= Mountain of Mystery =

Tabletop role-playing game adventure

Mountain of Mystery is a role-playing game adventure published by Dimension Six in 1980.

==Contents==
Mountain of Mystery is a "generic" adventure (one that was not designed for a specific game system such as Advanced Dungeons & Dragons or Tunnels & Trolls) set in a dungeon. The player characters investigate a long-abandoned stronghold that is now inhabited by a variety of monsters.

It can be run as a stand-alone adventure, or it can also be treated as the direct prequel to another Dimension Six adventure, The Temple to Athena. If this is the case, then at the end of this adventure, the player characters are teleported to the temple setting of the sequel.

==Publication history==
Dimension Six, based in Englewood, California, appeared in 1980 and published a number of products that year for fantasy role-playing including Furioso, The Nine Doctrines of Darkness, and Mountain of Mystery. The latter is a typewritten 24-page saddle-stapled softcover book designed by Ken Richart, with artwork by Carol Knight, Michael Carroll, and Vandy Vandervort.

Dimension Six also published a sequel to Mountain of Mystery the same year, The Temple to Athena.

==Reception==
Reviews were mixed, with all reviewers remarking on the low-budget typewritten pages, amateur artwork and low production values.

In the September 1980 edition of The Space Gamer, Aaron Allston was not impressed, and thought the work of converting this generic adventure to a specific game system such as AD&D was not worth the effort: "All the conversion-ease claims might be overlooked if this were an imaginative or fun dungeon. It isn't. [...] In all, a very missable adventure."
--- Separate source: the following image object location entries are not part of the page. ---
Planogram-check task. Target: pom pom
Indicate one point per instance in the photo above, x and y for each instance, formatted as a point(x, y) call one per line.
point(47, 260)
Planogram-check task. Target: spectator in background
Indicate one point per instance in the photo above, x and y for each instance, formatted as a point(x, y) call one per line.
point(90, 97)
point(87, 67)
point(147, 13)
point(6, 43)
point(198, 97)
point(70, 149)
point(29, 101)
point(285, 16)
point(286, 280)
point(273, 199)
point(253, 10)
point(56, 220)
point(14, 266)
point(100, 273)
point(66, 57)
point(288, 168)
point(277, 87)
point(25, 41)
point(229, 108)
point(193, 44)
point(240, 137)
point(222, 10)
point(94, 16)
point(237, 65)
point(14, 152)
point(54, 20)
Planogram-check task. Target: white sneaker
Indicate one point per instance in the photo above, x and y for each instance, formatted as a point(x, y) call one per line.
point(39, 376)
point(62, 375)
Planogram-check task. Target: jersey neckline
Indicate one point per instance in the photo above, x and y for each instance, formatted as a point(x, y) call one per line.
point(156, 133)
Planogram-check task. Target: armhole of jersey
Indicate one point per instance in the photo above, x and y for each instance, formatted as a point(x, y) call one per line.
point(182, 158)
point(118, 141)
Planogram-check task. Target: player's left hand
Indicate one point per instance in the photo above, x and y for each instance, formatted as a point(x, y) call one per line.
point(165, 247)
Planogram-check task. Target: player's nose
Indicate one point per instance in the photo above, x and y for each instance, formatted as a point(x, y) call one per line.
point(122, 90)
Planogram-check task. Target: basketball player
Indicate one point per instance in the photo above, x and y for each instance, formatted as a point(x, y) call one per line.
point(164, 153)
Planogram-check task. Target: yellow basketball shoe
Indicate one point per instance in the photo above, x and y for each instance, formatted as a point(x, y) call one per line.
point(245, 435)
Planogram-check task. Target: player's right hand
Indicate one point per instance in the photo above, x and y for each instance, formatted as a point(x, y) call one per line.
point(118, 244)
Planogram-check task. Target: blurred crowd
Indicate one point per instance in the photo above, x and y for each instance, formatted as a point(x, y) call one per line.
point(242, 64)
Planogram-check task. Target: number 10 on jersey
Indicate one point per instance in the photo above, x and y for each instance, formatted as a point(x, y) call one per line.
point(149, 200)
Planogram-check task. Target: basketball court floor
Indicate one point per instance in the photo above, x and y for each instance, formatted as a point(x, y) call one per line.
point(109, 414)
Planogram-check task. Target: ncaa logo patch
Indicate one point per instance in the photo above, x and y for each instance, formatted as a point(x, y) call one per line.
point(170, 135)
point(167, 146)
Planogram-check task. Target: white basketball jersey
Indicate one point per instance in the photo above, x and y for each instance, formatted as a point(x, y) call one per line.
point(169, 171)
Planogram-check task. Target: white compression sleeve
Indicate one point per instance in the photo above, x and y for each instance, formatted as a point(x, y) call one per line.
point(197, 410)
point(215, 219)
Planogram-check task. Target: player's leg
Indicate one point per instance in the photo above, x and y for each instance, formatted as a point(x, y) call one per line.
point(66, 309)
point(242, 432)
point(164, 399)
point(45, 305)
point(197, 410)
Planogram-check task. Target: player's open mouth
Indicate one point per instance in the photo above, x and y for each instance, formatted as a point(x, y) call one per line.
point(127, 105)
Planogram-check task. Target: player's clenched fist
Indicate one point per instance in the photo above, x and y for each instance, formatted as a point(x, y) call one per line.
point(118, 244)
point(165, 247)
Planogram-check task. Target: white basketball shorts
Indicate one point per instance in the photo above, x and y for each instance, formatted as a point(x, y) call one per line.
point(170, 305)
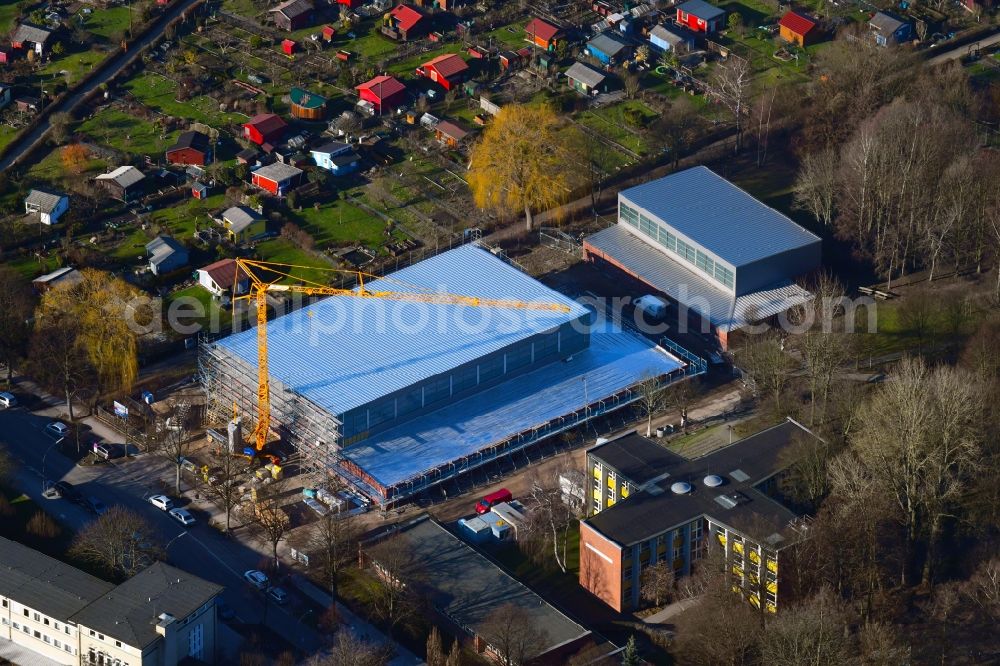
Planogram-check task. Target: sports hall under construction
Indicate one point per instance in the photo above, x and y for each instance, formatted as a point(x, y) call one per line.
point(395, 397)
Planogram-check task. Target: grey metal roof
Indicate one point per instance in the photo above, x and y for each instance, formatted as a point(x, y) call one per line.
point(719, 216)
point(646, 514)
point(30, 33)
point(636, 458)
point(467, 587)
point(701, 9)
point(45, 584)
point(585, 74)
point(685, 285)
point(125, 176)
point(46, 201)
point(278, 171)
point(162, 247)
point(671, 34)
point(130, 612)
point(607, 43)
point(240, 217)
point(344, 352)
point(886, 23)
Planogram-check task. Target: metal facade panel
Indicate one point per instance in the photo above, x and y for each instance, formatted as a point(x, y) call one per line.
point(719, 216)
point(344, 352)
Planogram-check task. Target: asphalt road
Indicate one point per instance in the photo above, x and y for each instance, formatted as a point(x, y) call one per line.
point(107, 70)
point(200, 549)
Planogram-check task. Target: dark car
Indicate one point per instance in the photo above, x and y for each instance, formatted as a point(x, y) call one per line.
point(68, 491)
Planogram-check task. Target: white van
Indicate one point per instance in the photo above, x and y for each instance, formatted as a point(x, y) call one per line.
point(652, 306)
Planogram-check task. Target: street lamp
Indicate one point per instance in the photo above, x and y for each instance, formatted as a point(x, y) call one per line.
point(52, 446)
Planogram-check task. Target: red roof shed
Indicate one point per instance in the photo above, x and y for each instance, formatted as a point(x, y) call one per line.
point(385, 92)
point(447, 70)
point(264, 128)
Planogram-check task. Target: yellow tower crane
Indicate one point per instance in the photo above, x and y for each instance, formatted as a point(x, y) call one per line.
point(261, 286)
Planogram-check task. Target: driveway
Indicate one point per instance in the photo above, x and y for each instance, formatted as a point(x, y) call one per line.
point(106, 71)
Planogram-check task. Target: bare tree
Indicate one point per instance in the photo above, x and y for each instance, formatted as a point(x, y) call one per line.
point(269, 521)
point(658, 582)
point(120, 541)
point(512, 635)
point(222, 483)
point(549, 518)
point(652, 399)
point(393, 595)
point(919, 438)
point(730, 84)
point(814, 632)
point(816, 186)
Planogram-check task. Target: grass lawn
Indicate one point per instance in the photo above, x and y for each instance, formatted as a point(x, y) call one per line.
point(182, 219)
point(281, 251)
point(76, 65)
point(341, 223)
point(408, 65)
point(122, 131)
point(7, 134)
point(160, 93)
point(512, 35)
point(111, 22)
point(50, 168)
point(8, 12)
point(204, 308)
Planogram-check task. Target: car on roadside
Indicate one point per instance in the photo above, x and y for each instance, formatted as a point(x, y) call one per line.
point(57, 429)
point(68, 491)
point(278, 595)
point(95, 506)
point(257, 578)
point(161, 502)
point(182, 516)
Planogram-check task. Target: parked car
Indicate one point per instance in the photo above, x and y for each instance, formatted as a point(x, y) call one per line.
point(161, 502)
point(182, 516)
point(502, 495)
point(95, 506)
point(68, 491)
point(316, 506)
point(257, 578)
point(57, 429)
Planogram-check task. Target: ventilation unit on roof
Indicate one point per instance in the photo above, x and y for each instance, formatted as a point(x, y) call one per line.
point(732, 500)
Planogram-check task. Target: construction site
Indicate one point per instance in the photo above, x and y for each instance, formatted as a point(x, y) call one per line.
point(429, 373)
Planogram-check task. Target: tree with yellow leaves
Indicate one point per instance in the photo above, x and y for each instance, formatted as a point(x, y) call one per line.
point(87, 334)
point(524, 161)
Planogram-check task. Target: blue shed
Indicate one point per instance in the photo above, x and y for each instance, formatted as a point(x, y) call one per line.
point(607, 48)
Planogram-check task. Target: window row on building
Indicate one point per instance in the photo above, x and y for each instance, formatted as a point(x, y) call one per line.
point(360, 423)
point(676, 246)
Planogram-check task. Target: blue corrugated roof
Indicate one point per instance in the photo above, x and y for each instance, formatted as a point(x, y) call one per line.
point(701, 9)
point(343, 352)
point(719, 216)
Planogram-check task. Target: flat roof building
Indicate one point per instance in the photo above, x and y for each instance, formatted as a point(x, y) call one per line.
point(397, 396)
point(650, 505)
point(465, 588)
point(710, 246)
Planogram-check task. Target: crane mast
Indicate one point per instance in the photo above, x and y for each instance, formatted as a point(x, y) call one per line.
point(260, 288)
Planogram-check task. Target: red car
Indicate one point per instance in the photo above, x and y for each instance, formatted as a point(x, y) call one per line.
point(484, 505)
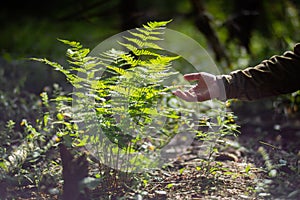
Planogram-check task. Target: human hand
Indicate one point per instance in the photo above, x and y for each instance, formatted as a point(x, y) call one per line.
point(206, 88)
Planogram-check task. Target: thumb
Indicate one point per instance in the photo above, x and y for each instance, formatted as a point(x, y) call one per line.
point(192, 76)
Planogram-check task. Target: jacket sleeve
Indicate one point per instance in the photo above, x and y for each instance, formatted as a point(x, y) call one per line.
point(278, 75)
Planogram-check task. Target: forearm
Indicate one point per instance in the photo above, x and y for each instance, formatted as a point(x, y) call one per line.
point(278, 75)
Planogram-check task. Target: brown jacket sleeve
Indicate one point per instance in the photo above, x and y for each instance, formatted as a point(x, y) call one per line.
point(278, 75)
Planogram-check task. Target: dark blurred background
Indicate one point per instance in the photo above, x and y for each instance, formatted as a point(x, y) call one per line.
point(236, 33)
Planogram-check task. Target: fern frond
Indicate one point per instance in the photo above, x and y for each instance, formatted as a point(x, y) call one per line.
point(130, 47)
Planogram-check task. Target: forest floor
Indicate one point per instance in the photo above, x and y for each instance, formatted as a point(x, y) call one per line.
point(262, 162)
In the February 1981 edition of Dragon (Issue 46), Tony Watson mentioned the low production values: "As a general rule the artwork is acceptable, but varies greatly in quality and craftsmanship. Several maps are included, of varying clarity and usefulness... The printing, art, etc., varies greatly." Watson also noted that because it was a generic adventure, it was "very general in spots. To make [this work] flexible enough for use with different systems, there have been a lot of minor details omitted that will have to be added before play begins." He also noted a lack of detail that would have to be added by the gamemaster, and some inconsistency. He concluded with a qualified recommendation, saying "There are some very good ideas", but warned of a lot of work that would be needed to be done before play could begin: "If you buy [this] adventure, you will be buying ideas. Many of the ideas are very good and if you value such, either for use as a module or to include in your campaign, you should be pleased by the purchase.